In this lesson I pick up where I left off last time and look at all the other conceivable ways that power chords can be played on the guitar. I cover quite a lot of ground, and there’s enough stuff here to keep you busy for a while. Certainly don’t feel you have to take in all this information straight away, particularly if you haven’t been playing for that long.
4th, 3rd, and 2nd-string Root Shapes
These should be fairly easy to get to grips with if you’ve worked your way through the previous lesson. You just need to remember that the 3rd-string root shape is slightly different from the others beacause of the way the guitar is tuned. The note played with the first finger is the root, and the note that the chord is named after.
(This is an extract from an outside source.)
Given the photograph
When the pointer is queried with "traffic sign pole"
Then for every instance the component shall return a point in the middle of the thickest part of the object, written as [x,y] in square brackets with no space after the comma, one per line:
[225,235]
I strongly recommend memorising the names of these root notes so you’ll be able to use the chords quickly and effectivley in real playing situations. These aren’t as ROCK sounding as the 5th and 6th string-root shapes, but they’re still widely-used and worth knowing about.
2 Note 5th-Root Shapes
Here the order of the notes is flipped over so the 5th is now the lowest note. So I guess these could be thought of as inversions of our standard power chord shapes. These are very widey used in rock and metal – just think Smoke On The Water by Deep Purple or I Don’t Know by Ozzy Osbourne. Once again it’s important to be aware of those root notes, and preferably have them memorised, so you’re able to use the shapes effectively in songs.
More 5th In The Bass Shapes
Here are a few more useful shapes with the 5th as the lowest note. These have a massive, thick sound. I only demonstrate the first shape in the video, but the others are just the same chord moved across to the other string sets.
Open Power Chords
Power chords involving open strings are very common – just listen to almost any AC/DC song. There are many possible shapes and below I’ve written out the ones that I find the most useful. Unless you’re careful with your muting these chords can quickly start to sound messy: focus your pick attack on the correct strings for each chord and use fretting hand muting to block any unwanted open strings.
Drop D Power Chords
The beauty of playing power chords in a drop D tuning is that you can just use one finger to barre across the lowest two or three strings. For examples of this check out Killing In The Name Of by Rage Against The Machine, or Heart-Shaped Box by Nirvana. Many metal bands take this approach further by tuning all the strings down even further so the 6th string becomes a low C or B.
Eric Johnson-Style Voicings
I came across these slightly unusual shapes a while ago whilst learning some Eric Johnson tunes, and they’ve since become some of my favourite ways of playing power chords. On the face of it they seem a bit pointless as you’re playing exactly the same notes as a more standard power chord only in a more awkward to play fashion. But something magical does seem to happen when you move a couple of the notes over to different strings and the chord takes on a brighter more chiming quality. Check out the Eric tune Trademark for a good example of these kind of shapes in action.